Il “romanzo” criminale della banda della Magliana è senza dubbio appassionante, ma proprio in quanto romanzo, e romanzo di grande successo popolare, anche involontaria causa della creazione di miti e leggende che poco hanno a che vedere con la realtà dei fatti. Uno dei tanti “miti” da sfatare è quello della presunta politicizzazione della banda, o meglio, della convergenza di interessi e di collaborazione fra la banda della Magliana e alcuni gruppi armati neofascisti come i Nar e Costruiamo l’azione. Senza volere negare gli effettivi e reali contatti con l’eversione nera romana, in questa pagina di “Storia di classe” vorremmo dare un piccolo contributo per riportare su un piano più concreto (molto poco romantico e idealista) questo tipo di collaborazione.

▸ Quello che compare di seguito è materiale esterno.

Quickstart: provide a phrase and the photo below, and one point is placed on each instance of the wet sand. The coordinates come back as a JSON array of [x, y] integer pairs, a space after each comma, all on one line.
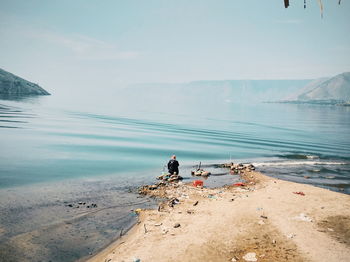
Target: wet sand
[[265, 220]]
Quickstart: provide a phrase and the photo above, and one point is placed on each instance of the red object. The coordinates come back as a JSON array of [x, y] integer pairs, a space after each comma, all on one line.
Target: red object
[[197, 183]]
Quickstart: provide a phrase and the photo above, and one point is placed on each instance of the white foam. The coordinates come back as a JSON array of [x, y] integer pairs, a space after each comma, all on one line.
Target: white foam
[[298, 163]]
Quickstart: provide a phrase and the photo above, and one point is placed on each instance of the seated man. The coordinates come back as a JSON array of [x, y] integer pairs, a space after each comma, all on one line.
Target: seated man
[[173, 166]]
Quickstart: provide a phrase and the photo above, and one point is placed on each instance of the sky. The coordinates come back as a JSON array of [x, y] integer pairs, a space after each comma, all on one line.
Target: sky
[[86, 44]]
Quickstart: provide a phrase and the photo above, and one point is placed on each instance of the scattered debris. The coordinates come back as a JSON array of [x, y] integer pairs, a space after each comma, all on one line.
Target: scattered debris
[[239, 168], [198, 183], [200, 172], [169, 178], [303, 217], [239, 184], [299, 193], [251, 256], [173, 201]]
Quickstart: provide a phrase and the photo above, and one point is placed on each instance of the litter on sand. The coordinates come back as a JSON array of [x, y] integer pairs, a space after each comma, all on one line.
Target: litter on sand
[[251, 256], [239, 184], [299, 193]]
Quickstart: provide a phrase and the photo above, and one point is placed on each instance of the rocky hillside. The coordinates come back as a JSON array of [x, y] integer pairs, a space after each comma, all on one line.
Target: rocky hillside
[[11, 84], [334, 89]]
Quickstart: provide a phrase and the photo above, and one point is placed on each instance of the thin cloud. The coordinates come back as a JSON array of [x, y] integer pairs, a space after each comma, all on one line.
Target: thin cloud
[[87, 48], [290, 21]]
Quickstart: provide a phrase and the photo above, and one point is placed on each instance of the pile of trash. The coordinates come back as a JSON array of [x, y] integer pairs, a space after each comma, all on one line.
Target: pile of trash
[[200, 172], [170, 178], [239, 168]]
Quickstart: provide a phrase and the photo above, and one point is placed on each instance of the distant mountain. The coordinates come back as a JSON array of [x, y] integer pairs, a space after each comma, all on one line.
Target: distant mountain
[[220, 91], [332, 90], [12, 85]]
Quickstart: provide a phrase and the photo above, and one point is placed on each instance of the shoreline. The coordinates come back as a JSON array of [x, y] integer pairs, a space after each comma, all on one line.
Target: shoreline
[[265, 220]]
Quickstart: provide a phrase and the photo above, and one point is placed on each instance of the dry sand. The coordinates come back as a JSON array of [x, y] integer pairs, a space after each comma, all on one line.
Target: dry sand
[[264, 218]]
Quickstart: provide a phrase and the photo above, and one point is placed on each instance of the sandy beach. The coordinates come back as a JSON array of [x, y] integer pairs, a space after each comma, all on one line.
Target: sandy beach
[[265, 220]]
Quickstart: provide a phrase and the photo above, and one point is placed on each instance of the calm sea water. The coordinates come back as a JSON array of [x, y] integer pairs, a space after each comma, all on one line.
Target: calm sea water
[[56, 151]]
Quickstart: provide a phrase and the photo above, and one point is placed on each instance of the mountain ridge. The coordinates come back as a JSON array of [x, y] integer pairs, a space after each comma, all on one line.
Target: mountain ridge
[[12, 85]]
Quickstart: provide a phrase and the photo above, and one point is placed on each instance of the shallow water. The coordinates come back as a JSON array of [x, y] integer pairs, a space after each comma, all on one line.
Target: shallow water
[[55, 152]]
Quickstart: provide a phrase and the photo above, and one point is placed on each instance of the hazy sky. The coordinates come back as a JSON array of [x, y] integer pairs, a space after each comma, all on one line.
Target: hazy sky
[[90, 44]]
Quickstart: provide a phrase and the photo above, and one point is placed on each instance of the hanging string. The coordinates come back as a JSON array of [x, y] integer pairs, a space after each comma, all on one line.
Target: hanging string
[[321, 7]]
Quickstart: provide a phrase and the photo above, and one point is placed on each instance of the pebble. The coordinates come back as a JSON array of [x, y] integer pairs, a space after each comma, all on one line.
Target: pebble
[[251, 256]]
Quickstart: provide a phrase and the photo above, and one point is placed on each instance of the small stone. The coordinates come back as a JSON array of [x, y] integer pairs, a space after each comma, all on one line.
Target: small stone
[[251, 256], [291, 236]]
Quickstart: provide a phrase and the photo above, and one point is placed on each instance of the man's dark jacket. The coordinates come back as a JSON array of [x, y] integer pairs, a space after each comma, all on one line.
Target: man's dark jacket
[[173, 166]]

Sul livello strettamente storico, un caso molto poco pubblicizzato che ha per protagonisti la banda della Magliana e l’eversione nera, è quello del sequestro di Paolo Aleandri.

Paolo Aleandri è un giovane neofascista orbitante nella galassia dei Nar di Giusva Fioravanti. Nel 1977 fonda insieme a Paolo Signorelli l’organizzazione di estrema destra Costruiamo l’azione, e l’anno successivo entra in contatto con Franco Giuseppucci della banda della Magliana. Giuseppucci affida ad Aleandri un borsone contenente delle armi, per custodirle in un luogo sicuro. Alcuni mesi dopo, quando la banda della Magliana richiede la restituzione di quelle armi, Aleandri racconta di non sapere dove siano finite. Il 1 agosto 1979 Aleandri viene allora rapito da Maurizio Abbatino e da altri componenti della banda, e nascosto in un appartamento di Acilia, alla periferia di Roma. La richiesta dei rapitori ai camerati è semplice: o le armi tornano al loro posto, o Aleandri muore. Consapevoli del fatto che affrontare la questione sul piano militare avrebbe portato alla disfatta, alcuni neofascisti (fra cui Massimo Carminati) si mettono alla ricerca delle armi. La ricerca però dà ben pochi frutti. Le armi non si trovano… Carminati e gli altri allora sono costretti a rimediare altre armi in sostituzione delle originali andate perdute, aggiungendovi alcune bombe a mano, nella speranza che lo scambio venga comunque accettato. Dopo 31 (trentuno!) giorni di detenzione, la banda della Magliana accetta lo scambio e il primo settembre Aleandri viene liberato.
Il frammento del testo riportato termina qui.